As the second trading week of 2019 gets close to wrapping up, both the energy sector as well as oil prices have enjoyed strong gains. In particular, oil prices have seen the longest consecutive rise in prices since 2010, much to the delight of commodities investors who have struggled throughout the last quarter of 2018.
Light, sweet crude increase 0.4% to $52.59 a barrel by the end of Thursday, while Brent crude shot up the same percentage amount to $61.68 – representing its longest streak since September 2007. Despite the steep selloff of oil at the end of December, prices for the commodity have come back strong, gaining much of their losses as the markets shrug off fears of oversupply and weak demand.
At the same time, energy companies have been leading the way in 2019, surging alongside oil prices. Energy companies within the S&P 500 on average have gained 8.89 percent in the first seven trading days of the year and are the best performing sector in the index so far. This increase has also partially due to expectations that Saudi Arabia will be reducing their global exports of oil.
“It’s a battle on where oil prices are headed right now,” said Brandywine Global managing director Patrick Kaser. “Skeptics on energy stocks are making a huge bet that oil prices will fall lower than where they are now.
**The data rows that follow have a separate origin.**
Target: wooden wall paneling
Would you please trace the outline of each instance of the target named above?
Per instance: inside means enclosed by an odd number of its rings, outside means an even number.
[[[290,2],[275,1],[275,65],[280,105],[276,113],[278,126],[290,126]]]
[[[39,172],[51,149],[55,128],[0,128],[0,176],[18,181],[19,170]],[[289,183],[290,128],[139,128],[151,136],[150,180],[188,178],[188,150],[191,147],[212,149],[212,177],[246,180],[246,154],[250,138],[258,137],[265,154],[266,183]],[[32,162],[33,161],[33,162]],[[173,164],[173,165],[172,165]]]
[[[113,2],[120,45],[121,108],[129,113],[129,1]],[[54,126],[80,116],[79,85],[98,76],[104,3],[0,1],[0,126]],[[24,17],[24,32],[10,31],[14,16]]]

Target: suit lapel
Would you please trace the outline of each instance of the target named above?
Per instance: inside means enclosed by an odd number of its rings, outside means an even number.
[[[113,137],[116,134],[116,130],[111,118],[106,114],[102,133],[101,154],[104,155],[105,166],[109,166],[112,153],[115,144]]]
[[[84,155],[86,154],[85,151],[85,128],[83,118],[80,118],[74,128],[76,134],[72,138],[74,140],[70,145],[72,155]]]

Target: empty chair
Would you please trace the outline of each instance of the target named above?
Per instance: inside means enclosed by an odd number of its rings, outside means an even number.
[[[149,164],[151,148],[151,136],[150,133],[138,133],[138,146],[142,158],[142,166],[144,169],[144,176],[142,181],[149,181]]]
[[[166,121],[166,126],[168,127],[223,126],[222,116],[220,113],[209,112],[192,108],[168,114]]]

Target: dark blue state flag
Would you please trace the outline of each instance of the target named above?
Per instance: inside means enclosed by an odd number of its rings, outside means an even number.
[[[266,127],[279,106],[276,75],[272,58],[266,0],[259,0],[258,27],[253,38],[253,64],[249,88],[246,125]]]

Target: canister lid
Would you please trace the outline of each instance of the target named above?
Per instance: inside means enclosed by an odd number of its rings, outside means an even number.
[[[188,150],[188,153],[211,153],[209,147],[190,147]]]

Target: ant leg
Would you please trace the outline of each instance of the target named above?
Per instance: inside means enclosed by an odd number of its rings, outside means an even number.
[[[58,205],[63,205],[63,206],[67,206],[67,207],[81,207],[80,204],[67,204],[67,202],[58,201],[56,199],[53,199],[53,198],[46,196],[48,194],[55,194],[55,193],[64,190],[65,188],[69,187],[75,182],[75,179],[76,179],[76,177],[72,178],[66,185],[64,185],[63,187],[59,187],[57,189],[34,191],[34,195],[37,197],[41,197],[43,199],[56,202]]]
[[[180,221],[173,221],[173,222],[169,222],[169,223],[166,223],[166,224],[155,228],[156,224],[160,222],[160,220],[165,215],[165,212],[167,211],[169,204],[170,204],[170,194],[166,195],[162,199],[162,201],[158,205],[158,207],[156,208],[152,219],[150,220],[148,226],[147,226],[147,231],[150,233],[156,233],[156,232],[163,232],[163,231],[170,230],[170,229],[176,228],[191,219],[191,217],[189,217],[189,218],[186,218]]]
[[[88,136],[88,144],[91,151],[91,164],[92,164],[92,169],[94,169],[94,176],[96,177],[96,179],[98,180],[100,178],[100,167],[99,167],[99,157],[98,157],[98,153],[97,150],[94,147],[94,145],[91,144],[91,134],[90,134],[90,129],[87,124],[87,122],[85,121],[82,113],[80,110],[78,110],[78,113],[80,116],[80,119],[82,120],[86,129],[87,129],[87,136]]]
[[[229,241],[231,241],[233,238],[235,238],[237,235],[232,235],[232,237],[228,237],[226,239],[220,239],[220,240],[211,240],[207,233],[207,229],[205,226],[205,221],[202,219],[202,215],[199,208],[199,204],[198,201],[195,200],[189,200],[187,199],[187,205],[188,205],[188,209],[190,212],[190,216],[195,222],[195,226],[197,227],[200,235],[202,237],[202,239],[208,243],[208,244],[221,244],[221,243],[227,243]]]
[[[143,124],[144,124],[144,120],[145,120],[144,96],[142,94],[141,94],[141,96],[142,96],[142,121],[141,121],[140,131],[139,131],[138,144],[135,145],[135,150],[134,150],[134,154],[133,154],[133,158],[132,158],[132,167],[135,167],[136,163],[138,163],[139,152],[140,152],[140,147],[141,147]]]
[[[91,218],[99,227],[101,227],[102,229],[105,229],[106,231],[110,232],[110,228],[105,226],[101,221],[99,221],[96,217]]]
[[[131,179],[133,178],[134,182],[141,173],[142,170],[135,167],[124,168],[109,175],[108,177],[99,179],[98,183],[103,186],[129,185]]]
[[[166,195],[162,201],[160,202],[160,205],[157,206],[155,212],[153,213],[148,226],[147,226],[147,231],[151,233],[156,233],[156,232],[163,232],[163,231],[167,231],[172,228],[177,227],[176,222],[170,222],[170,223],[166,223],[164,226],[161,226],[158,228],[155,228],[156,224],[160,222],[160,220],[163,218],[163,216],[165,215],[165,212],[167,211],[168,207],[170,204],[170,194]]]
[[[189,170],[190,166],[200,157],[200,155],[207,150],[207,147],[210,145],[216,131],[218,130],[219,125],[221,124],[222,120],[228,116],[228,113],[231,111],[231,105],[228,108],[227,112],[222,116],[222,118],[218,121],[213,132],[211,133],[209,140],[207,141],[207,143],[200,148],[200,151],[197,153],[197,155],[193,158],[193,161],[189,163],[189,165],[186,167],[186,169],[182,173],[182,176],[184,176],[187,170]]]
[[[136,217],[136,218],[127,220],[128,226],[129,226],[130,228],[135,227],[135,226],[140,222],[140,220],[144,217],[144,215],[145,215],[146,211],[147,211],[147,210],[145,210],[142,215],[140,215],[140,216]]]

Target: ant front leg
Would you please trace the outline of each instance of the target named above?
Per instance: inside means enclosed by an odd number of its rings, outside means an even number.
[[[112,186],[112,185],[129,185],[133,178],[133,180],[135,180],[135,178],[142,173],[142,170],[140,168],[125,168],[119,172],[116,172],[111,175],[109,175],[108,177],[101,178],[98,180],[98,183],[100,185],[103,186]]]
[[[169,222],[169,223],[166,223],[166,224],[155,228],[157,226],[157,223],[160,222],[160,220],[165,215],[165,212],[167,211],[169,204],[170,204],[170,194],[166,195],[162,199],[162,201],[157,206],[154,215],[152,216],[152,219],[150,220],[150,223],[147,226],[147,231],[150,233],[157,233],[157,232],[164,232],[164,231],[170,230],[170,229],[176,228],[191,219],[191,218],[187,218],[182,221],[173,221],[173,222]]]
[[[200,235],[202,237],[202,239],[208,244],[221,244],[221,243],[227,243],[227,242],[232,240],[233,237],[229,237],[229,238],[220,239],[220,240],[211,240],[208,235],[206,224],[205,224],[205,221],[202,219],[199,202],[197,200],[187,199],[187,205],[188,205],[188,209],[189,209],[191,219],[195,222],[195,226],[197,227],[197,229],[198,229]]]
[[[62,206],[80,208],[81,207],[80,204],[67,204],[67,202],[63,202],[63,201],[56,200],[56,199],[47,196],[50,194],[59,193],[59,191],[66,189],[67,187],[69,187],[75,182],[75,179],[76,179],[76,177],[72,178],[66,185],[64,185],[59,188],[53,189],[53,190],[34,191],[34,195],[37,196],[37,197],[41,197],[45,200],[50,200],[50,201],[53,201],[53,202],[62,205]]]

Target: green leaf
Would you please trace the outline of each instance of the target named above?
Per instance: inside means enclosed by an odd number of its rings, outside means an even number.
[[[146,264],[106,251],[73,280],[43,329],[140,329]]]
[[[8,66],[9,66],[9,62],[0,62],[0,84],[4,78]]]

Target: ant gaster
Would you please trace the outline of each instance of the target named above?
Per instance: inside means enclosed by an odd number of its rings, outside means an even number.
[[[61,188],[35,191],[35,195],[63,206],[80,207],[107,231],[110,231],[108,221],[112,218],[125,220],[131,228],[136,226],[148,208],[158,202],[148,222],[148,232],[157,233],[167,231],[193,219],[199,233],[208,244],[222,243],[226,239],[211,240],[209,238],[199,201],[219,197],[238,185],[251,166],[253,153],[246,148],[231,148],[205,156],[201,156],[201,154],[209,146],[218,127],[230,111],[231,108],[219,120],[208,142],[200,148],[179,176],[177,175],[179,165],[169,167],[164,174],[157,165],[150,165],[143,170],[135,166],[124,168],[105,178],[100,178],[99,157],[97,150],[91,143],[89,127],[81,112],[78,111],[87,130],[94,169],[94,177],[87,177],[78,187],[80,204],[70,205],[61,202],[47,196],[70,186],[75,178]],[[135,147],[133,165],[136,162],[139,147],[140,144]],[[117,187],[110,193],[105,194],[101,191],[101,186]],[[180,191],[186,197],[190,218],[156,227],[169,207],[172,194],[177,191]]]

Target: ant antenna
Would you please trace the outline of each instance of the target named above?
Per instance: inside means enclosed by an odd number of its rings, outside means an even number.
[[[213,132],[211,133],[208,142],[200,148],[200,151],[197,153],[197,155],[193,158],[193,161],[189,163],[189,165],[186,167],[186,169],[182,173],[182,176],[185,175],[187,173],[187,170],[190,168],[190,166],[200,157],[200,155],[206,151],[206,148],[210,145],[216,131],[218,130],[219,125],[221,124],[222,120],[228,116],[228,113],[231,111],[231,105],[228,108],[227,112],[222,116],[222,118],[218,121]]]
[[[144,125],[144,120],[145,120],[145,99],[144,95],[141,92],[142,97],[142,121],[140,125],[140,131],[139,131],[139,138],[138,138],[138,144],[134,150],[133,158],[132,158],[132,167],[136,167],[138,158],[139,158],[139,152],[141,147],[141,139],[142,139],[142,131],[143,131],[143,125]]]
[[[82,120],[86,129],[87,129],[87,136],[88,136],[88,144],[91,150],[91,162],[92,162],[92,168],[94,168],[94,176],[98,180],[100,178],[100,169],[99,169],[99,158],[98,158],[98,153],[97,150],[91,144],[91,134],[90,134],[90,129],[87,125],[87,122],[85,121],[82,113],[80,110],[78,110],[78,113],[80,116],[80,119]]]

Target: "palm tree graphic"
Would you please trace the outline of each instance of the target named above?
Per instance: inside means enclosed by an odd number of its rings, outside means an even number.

Energy stocks are expensive if you’re willing to make the bet that oil prices stay below $50. But energy stocks are really, really cheap if you think prices go to the low 60s.”
The current bull run has been a refreshing change for investors as Q4 of 2019 was one of the worst quarters for energy stocks in a long time, together losing 24 percent on average in the last three months of the year. At the same time, concerns about oversupply and slowing demand have seen oil prices drop close to 40 percent.
“The move lower in oil prices was overdone,” added another portfolio manager for ValueWorks Charles Lemonides. “Energy companies are still going to be pretty profitable around oil’s current level.”
Another analyst at Commerzbank wrote that “We believe that the current price level better reflects the fundamental data than the price level shortly before Christmas. After all, unless oil demand weakens noticeably, the oversupply on the oil market will gradually disappear,” adding that Saudi-led efforts to curb exports will play a significant role in restoring oil prices to normal levels.
Saudi Arabia previously indicated that it was considering reducing exports to 800,000 barrels per day in a bid to see prices go up to $80/bll, according to The Wall Street Journal. In addition, the Organization of the Petroleum Exporting Countries along with its allies were cutting 1.2 million barrels a day in production. The agreement, signed in early December, was also a move to help restore oil prices.
Profits from energy companies in the S&P 500 are expected to outperform all other sectors going forward assuming oil prices go up. At the same time, however, predicting how oil prices will move has always been an unpredictable thing, and time will tell whether this bull run for energy companies will last.